Baklavanın Ön Provası: Katmer ve Tatlı Börek
Baklavanın mutfaktaki evriminde ilk durak katmer, ikinci durak ise börektir. Kat kat açılan, yağlanan ve katlanan hamur formları, Malazgirt'ten Osmanlı'ya kadar düğün sofralarının ayrılmaz parçası olmuştur. 11. yüzyılda yaşamış Türkmen komutan Melik Danişment'in düğün sofrasında "yağlı börek" ve "katmer" sunulmuştur. 14.-15. yüzyıl edebi metinlerinde geçen "yelken kürek ballı börek" ifadesi, bu tatlı böreklerin sadece mideye değil, mecazlara da hitap ettiğini gösterir.
Sarayda Sahne Alışı
Baklava, en parlak sahnesine Osmanlı sarayında çıkar. Ancak bu sahne, sade bir şeker gösterisi değildir. Dakik-i has yani "özlü un", "baklavalık has un" gibi terimler, bu zarif tatlının ince işçiliğini tanımlar. 1921 tarihli Fenni Tabâhat adlı eserde Şef Mehmet Reşad, en iyi baklavalık unun Amasya unu olduğunu belirtir. Çünkü bu un, yufkayı neredeyse saydam açabilecek kadar zarif ama direngen bir kıvamdadır.

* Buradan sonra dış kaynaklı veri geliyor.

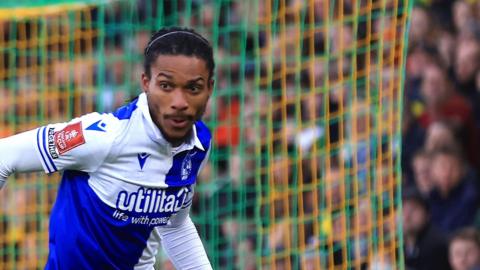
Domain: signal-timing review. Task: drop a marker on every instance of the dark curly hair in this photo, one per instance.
(178, 41)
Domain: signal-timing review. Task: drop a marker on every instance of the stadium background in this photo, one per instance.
(308, 116)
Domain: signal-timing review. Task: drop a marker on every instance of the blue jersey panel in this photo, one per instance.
(125, 112)
(85, 233)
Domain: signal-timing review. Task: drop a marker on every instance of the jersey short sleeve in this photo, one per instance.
(81, 144)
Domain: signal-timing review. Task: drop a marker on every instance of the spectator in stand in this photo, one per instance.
(443, 103)
(454, 200)
(464, 250)
(425, 246)
(421, 173)
(467, 55)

Baklava: Hafızası Olan Tatlı
Bugün bir dilim baklavayı ağzınıza attığınızda, sadece şeker ve hamur yemiyorsunuz. O dilimde bir göçebeden miras kalan tahıl bilgisi, bir Arap mutfağında duyulmuş Türkçe kelimeler, bir düğün sofrasının neşesi, bir saray mutfağının disiplini vardır. Baklava, hatırlamanın tatlı biçimidir.
Bir başka deyişle, baklava sadece bir tatlı değil, tarihin kat kat açılmış lezzetli arşividir.